28 June 2003 | by (North Carolina) – See all my reviews

I grew up in the Disney era where "Little Mermaid," "Beauty and the Beast," "Aladdin" and "The Lion King" reigned supreme among me and my elementary school pals (and to this day, if you ask one of my peers what their favorite Disney movie is, it's probably one of those or one of the Disney-Pixar creations).

But one Disney film has always remained my utter favorite and that is, indeed, "Sleeping Beauty."
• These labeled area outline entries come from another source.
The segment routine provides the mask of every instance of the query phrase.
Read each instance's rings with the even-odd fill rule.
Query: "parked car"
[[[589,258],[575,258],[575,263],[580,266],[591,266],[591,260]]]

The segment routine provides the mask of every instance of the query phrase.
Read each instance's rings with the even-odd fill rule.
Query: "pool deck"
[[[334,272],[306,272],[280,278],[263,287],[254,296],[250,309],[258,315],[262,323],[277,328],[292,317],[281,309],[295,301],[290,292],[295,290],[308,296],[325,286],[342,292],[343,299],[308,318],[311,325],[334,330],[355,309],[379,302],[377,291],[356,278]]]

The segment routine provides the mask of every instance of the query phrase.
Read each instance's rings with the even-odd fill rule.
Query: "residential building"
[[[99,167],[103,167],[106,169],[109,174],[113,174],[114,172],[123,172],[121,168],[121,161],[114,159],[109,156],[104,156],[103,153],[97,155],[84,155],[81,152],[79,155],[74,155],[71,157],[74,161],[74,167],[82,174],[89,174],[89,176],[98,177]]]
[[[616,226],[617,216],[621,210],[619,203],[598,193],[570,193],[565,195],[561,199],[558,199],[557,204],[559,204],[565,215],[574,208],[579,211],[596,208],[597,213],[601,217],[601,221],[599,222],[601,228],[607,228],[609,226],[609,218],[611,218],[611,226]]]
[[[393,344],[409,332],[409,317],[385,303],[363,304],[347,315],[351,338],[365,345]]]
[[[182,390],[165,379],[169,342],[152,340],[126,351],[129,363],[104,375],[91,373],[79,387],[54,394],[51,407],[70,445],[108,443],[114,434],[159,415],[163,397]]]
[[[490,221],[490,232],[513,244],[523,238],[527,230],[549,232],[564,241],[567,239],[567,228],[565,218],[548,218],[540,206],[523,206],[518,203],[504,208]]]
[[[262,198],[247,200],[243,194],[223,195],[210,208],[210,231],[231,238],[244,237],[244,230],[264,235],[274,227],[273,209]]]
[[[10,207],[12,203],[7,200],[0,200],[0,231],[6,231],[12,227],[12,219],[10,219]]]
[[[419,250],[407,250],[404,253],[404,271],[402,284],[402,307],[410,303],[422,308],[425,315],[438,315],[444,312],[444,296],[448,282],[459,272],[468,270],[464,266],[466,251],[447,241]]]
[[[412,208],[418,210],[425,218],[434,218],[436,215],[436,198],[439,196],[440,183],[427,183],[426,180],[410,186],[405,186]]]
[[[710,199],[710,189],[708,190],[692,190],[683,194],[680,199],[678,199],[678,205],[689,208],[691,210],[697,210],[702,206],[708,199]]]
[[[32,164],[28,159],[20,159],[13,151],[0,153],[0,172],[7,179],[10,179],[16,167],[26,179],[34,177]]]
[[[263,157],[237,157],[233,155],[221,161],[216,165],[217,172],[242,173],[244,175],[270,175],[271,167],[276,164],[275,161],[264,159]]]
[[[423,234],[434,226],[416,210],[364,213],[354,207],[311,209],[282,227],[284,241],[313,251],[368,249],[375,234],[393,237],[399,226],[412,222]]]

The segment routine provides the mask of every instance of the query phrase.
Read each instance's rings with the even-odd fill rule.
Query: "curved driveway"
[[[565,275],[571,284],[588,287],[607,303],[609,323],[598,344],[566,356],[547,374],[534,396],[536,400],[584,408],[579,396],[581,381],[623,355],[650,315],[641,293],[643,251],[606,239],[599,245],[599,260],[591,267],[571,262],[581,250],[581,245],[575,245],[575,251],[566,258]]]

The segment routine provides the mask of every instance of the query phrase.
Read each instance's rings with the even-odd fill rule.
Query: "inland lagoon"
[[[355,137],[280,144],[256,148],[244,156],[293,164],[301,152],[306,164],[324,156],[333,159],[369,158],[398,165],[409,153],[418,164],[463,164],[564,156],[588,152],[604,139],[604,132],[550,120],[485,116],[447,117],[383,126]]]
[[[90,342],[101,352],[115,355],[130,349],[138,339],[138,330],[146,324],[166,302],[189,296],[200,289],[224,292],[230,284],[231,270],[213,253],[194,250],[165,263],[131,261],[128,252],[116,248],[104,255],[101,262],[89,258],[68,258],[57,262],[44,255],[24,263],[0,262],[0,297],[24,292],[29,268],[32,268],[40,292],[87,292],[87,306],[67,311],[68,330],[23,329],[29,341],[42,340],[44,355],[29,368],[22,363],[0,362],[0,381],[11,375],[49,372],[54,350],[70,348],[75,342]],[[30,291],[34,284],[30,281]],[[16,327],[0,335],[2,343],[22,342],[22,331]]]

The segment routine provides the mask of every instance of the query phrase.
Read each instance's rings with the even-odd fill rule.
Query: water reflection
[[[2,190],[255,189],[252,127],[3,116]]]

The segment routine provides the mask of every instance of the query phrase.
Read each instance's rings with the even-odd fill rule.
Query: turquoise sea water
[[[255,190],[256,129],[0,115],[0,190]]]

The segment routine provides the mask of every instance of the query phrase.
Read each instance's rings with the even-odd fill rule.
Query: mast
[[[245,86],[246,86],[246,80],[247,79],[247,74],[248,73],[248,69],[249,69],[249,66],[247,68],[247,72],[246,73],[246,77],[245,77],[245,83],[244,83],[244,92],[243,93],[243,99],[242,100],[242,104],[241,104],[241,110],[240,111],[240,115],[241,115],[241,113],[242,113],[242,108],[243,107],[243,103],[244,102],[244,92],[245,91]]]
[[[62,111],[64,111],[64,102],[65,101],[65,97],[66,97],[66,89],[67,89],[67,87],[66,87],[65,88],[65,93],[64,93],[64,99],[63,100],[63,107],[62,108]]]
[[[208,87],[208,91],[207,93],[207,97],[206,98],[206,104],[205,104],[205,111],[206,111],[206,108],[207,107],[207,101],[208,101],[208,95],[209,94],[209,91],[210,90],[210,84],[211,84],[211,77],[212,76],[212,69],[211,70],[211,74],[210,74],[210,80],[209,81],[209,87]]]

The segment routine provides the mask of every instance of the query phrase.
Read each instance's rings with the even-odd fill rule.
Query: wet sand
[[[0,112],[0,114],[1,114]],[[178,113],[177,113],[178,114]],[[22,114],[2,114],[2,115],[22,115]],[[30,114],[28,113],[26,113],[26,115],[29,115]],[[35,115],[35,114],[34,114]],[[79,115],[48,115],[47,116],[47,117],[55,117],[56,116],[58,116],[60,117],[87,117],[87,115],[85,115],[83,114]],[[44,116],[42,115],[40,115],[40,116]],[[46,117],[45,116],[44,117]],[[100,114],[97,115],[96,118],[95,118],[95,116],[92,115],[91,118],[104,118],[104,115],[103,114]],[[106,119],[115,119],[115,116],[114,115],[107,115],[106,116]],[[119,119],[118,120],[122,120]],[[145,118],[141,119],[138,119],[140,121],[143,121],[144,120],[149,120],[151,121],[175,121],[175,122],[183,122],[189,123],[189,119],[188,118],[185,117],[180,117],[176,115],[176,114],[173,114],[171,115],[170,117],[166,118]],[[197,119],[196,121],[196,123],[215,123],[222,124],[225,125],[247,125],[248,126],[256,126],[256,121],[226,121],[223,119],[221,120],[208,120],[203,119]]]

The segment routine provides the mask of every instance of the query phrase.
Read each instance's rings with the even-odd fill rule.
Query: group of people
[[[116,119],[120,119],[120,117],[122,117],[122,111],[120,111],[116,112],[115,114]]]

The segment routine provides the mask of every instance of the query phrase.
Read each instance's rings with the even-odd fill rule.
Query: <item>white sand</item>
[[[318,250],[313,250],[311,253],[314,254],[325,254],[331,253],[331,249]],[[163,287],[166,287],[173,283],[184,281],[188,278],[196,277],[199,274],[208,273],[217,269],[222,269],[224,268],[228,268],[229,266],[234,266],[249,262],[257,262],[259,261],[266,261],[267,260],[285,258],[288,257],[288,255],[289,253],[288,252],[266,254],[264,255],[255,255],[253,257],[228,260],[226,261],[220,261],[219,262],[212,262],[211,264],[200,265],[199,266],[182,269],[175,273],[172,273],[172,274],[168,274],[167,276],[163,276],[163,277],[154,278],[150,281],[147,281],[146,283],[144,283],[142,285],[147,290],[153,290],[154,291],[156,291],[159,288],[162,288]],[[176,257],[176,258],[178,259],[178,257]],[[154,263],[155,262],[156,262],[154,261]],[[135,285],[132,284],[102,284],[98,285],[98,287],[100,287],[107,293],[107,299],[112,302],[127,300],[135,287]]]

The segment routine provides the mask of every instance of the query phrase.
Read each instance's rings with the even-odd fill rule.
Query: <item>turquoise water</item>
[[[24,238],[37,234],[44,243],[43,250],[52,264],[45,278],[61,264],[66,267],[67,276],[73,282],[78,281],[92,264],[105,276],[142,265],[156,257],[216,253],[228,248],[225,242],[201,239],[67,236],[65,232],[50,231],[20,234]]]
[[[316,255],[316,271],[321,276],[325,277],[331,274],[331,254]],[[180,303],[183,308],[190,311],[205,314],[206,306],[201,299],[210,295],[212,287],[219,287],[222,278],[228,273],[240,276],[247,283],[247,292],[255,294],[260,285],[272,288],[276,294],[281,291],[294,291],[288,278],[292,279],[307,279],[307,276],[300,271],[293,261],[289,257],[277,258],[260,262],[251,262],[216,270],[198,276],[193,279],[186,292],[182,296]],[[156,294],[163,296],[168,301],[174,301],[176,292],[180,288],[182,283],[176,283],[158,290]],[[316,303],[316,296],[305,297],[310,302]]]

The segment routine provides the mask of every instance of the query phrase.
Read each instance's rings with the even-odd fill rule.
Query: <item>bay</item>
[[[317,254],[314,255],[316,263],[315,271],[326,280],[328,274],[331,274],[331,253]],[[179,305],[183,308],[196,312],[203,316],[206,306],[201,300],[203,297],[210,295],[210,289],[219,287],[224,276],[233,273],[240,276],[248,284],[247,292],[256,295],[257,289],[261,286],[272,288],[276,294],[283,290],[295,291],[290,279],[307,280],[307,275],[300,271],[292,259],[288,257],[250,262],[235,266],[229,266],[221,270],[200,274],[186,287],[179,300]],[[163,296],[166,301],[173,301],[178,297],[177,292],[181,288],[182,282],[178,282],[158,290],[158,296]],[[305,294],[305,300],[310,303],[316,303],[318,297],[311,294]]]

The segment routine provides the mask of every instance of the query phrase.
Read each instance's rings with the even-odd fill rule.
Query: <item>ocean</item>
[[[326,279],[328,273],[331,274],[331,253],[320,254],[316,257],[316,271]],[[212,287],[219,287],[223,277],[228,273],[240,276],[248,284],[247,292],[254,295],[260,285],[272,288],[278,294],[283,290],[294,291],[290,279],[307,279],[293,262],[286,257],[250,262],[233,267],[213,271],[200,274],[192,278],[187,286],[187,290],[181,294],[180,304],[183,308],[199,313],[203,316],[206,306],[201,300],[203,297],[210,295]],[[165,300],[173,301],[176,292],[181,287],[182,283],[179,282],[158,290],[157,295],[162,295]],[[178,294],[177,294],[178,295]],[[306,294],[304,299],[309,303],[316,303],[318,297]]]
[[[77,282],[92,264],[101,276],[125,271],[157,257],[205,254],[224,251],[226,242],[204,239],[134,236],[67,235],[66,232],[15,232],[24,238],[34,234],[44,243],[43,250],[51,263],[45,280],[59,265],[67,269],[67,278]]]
Like most children, I grew up watching Disney movies -- everything from animated films like "Snow White" to "Lady and the Tramp," the semi-animated like "Mary Poppins" and "Bedknobs and Broomsticks," and the non-animated such as "The Parent Trap" and "Old Yeller." But "Sleeping Beauty" remains my favorite animated movie and you'd better believe at seventeen years of age, I'm still watching it. I cannot believe how the animation has been knocked in some reviews -- it's beautiful! They captured the medieval period so well and even the people look like, well, people. The score is beautiful and the songs "I Wonder" and "Once Upon a Dream" are sung wonderfully by Mary Costa. What a voice! Aurora is by far one of the prettiest Disney princesses (one thing that initially drew me to the movie as a child), following the formula with those trademark doe-eyes that Disney bestows upon all of their princesses and heroines. Prince Phillip actually does more than just show up to sing a song and say one line, a welcome change that answers the age old question, "What does she see in him anyway?" The three fairies are delightful (I always wanted to be Fauna!) and funny. And of course, there's the quintessential villain -- Maleficent. She scared me when I was younger and when I view the film now, no wonder. (For the longest time, I was also scared of Eleanor Audley period, but she's truly a marvelous actress.) And when Phillip kills her -- yeah, you'd better believe that's some scary business.

The story is beautiful and funny, the animation is divine, the music ethereal, and the voice talents extraordinary. This is a personal favorite and it comes highly recommended!